Saturday, November 12, 2011

Gamers as Artists.

Read this.  Right now:

http://kotaku.com/5857873/games-are-art-only-when-youre-playing-them

A couple of brief observations tonight:
  1. A quote from the article: "...is a symphony meant to be played or listened to?"  
  2. I notice that the author of this article seems to be a believer.  Well, he's working on a Masters in Systematic Theology, so that's something.  This is one of the more original posts I've seen on Kotaku in a while and a believer wrote it.
  3. His last thought is wondering how gamers would respond to a call to artistry.  How can gamers be artists?  And guess what?  All the comments have nothing to do with the article.  They're all about trolling.  That's telling.
 As you play games, how can you consider yourself a co-creator in the art of the game?  Does it require research?  Playing along with the story instead of seeking to break the game and stretch the rules (a la last night's post)?  What do you think?

1 comment:

Team Infestation said...

Since Skyrim just launched and that is probably the easiest game to relate to the topic of story crafting, I'll briefly comment on that. In Skyrim, as well as the other two Elder Scrolls games I have played, the entire premise of the game is defined for you early on but they give you absolute freedom to write your own story and experience their world as you see fit. It is left almost entirely up to the player to decide what they want to do first, where their character will go, who they will fight for, are they good or evil? I think games like these not only allow you to be part of the artistic process, but expect you to be. You could talk to other players of the same game and they would probably report an entirely different story than the one you created, which is a pretty cool concept. Just my two cents.

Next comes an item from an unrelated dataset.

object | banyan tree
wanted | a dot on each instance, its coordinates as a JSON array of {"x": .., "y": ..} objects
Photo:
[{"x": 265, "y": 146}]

P.S I also like breaking the games I play to a certain degree. I never remove the rules I just find ways to bend them. To continue beating the figurative Skyrim horse, I do things like pick master level locks with the equivalent of a novice skill level, or fight a boss that is way above my level by finding it's range and kiting it in and out of a door, chipping away at it's health. Outside of the rules? Not quite, but it's also not the assumed norm.